Steve Wenner has done a bit more statistical analysis of Ludescher _et al_'s paper, just in time for my NIPS talk, and I put it [here]( so I can link to it. He wrote:

> I computed Bayes probability intervals for the success probabilities of Ludescher’s predictions (and for my variations). My method is not perfect, since I assumed independence across years, which is surely not correct. However, taking into account the serial correlations would only increase the length of the error bars, and they are plenty long enough already! I’m not certain how to do better, but I suspect I would need to use Monte Carlo methods, and they have their own problems.

> Ludescher’s method has an expected posterior probability of successfully predicting an El Nino initiation event, when one actually occurs, of 0.601. This is very close to the frequentist estimate (11 successes / 18 El Ninos = 0.611); so, the prior distribution has little effect on the estimate of the mean. The 95% confidence interval is from 0.387 to 0.798; so, the data and method did succeed in narrowing the prior uniform interval (see the next paragraph) that extends from 0.286 to 1. The intervals for “non” El Nino events are shorter: 0.768 to 0.951 for the probability of successfully predicting a “non” event; however, the prior for the non-event is from 0.714 to 1, so Ludescher’s method doesn’t narrow the range very much!

> If we don’t condition on the outcome, then the estimate of the mean success probability is 0.795 using Ludescher’s method; but, if we simply use the “dumb” rule (always predict “no El Nino”) then we will be right with probability 0.714 - the data and Ludescher gain us very little!

> > **Truncated Uniform Prior**

> > I assume that any reasonable method will do at least as well as chance. Over many years we have experienced an El Nino initiation event in 28.6% of those years. So, a dumb method that simply declares “El Nino will happen next year!” with probability 28.6% and “will not happen!” with probability 71.4% will be successful in “predicting” 28.6% of all El Ninos. So, I set the minimum success probability at p0 = 28.6%, given that an El Nino actually occurs. Similarly, the dumb method successfully predicts 71.4% of the “no El Nino” years; so, I set the minimum success probability at p0 = 71.4% for any prediction method, given that the outcome is “no El Nino”. In both cases the upper limit is p1 = 1 for a perfect prediction method.

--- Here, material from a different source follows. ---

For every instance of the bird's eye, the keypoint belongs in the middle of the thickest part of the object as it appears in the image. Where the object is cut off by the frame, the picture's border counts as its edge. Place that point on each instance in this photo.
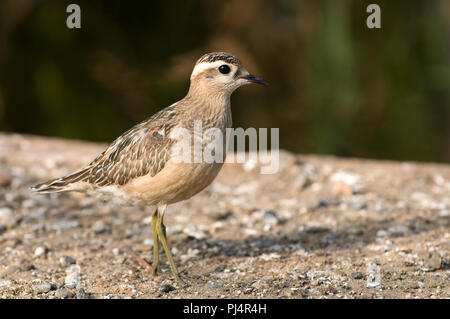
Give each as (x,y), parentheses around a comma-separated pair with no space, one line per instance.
(224,69)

> For a binomial sampling situation with a truncated uniform prior the posterior density is expressible with the help of the beta distribution function (normalized incomplete beta function). The formulas can be found in Bayesian Reliability Analysis by Martz & Waller, Wiley, 1982, pp262-264. The posterior mean has a closed form, but the Bayes probability intervals must be found by iterative methods (I used the Excel “solver” add-in).

> The details are on the spreadsheet. I greyed out superfluous stuff I used to help me get the formulas straight.

He added:

> Hi, I just wanted to add a couple of comments:

> The reason I used both the training and the validation data in estimating confidence limits was because the validation data show a better fit to the model than the training data; so, it seemed more fair to use both data sets for these calculations.

> I did some rough calculations to estimate the increase in the error bars that might result if I were to take the serial correlations into account. For instance, I think that the lower limit for the probability of successfully predicting an El Nino with Ludescher’s method is actually closer to 0.366, rather than the 0.387 reported below, and the upper limit would increase from 0.798 to 0.815. Since my ideas for this adjustment are only half-baked, I won’t go into the details here.

I included a few of these figures in [my talk](; overall the talk is highly critical of Ludescher _et al_'s paper but concludes that there seems to be an interesting idea lurking in the vicinity.